Falls ihr Hunt: Showdown nicht allzu sehr verfolgt habt, stellt euch das Konzept oberflächlich wie Monster Hunter vor, ein wenig besprenkelt mit PUBG und einem Schuss Call of Juarez für das richtige Aroma. Die Spieler machen sich entweder allein oder in der Gruppe mit anderen Cowboys auf, ein aus den Gedärmen der Hölle entflohenes Monster zur Strecke zu bringen. Euer Ziel ist einfach: Tötet es, schnappt euch eine Trophäe und entkommt lebend, um das Kopfgeld einfordern zu können. Das einzige Problem: Auch die anderen Jäger sind hinter der großen Kohle her und alles, was man zum Einfordern braucht, ist ein Beweis über den Tod der Kreatur. Ihr versteht, worauf das hinausläuft.

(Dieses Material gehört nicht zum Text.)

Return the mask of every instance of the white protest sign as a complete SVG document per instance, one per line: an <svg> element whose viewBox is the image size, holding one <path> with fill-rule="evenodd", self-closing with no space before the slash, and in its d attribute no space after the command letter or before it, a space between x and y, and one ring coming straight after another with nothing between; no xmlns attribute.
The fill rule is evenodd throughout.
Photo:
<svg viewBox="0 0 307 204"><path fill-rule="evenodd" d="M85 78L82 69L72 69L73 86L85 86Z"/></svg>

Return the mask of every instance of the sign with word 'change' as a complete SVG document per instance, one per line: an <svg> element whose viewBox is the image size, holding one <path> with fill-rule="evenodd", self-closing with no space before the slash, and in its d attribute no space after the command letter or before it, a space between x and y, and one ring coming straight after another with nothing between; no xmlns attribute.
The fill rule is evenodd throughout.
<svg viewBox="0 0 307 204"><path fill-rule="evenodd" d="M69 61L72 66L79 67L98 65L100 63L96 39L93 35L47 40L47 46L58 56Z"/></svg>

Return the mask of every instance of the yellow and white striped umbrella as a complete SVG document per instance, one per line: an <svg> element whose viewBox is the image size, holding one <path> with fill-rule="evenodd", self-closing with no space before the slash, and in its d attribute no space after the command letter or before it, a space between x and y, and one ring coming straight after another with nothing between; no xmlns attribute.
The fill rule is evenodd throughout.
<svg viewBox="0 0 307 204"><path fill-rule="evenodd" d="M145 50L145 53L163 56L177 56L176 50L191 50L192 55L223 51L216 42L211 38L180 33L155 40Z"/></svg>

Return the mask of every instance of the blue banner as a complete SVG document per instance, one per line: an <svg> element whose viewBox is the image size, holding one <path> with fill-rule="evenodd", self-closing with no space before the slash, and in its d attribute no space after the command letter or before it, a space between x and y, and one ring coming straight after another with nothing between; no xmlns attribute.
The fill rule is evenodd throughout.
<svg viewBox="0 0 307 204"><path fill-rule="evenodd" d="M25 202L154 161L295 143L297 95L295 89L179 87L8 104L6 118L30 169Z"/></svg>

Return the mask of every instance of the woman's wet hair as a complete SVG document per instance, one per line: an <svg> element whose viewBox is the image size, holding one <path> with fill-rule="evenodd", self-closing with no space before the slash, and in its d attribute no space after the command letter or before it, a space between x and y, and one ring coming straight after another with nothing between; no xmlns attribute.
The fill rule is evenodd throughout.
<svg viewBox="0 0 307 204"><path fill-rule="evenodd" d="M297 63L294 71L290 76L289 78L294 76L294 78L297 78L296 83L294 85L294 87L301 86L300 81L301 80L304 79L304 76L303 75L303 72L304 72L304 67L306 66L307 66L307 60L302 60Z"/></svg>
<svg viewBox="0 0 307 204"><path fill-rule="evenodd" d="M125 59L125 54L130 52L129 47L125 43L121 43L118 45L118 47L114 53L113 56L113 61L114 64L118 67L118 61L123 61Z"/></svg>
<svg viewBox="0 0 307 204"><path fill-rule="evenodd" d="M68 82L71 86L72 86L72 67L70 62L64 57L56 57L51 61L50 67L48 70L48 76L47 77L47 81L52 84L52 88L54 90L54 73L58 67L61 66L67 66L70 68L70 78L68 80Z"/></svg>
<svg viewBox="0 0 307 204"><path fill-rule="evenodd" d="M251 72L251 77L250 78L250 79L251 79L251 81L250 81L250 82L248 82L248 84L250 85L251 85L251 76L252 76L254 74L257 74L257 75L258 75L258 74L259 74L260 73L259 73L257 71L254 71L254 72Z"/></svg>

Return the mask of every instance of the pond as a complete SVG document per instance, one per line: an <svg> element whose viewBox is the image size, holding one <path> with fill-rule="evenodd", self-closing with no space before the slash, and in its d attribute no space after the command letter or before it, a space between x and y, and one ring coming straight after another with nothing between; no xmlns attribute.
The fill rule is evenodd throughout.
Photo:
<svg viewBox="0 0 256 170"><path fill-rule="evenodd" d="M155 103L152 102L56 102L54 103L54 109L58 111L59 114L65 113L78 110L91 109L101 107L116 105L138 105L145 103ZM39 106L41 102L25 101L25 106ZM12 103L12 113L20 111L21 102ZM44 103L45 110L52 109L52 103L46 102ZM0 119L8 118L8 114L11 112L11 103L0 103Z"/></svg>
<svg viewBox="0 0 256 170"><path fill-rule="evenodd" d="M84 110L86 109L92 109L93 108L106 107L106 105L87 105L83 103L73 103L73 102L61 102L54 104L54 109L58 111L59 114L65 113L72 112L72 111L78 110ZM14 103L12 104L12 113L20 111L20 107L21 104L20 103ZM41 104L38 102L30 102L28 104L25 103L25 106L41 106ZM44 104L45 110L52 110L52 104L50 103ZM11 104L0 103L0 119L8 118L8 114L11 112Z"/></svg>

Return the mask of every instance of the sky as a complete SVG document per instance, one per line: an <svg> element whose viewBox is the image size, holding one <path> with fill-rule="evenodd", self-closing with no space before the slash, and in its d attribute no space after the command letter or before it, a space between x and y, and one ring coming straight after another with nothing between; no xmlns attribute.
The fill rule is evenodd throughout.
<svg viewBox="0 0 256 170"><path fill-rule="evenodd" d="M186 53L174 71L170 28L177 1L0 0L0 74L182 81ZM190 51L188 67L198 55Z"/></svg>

Dem Spielfluss folgend bewegen sich die Spieler schrittweise vom Kartenrand ins Innere. Gelegentlich liefern sie sich Scharmützel mit NPC-Kultisten, aber im Wesentlichen arbeiten sie eine Ansammlung potenzieller Verstecke für das Zielmonster ab. Wer das Glück hat und es zuerst findet, wird mit einem Bosskampf belohnt. Anschließend schickt ihr es mit einem auffälligen, von überall gut erkennbaren Ritualspruch zurück in die Hölle und müsst die Beine in die Hand nehmen, während jeder andere lebende Spieler Jagd auf euch macht.

Es ist ein entzückendes Konzept und sieht gar nicht übel aus. Meine einzige Sorge betrifft das Gerede über ein Roguelike-artiges Progressionssystem, bei dem euer Charakter seine Ausrüstungsaufwertungen so lange behält, wie er überlebt. Im Falle des Todes übernehmt ihr lediglich das Erfahrungslevel mit ins nächste Leben.

Obwohl es schon eine Steam-Seite gibt, findet ihr dort kein Release-Datum oder einen Preis, und Crytek ist noch nicht bereit, das Spiel in den Early-Access zu drücken. Wollt ihr den Cowboyhut und die Sporen aus dem Schrank holen, müsst ihr euch auf der offiziellen Seite für den kommenden Alpha-Test anmelden.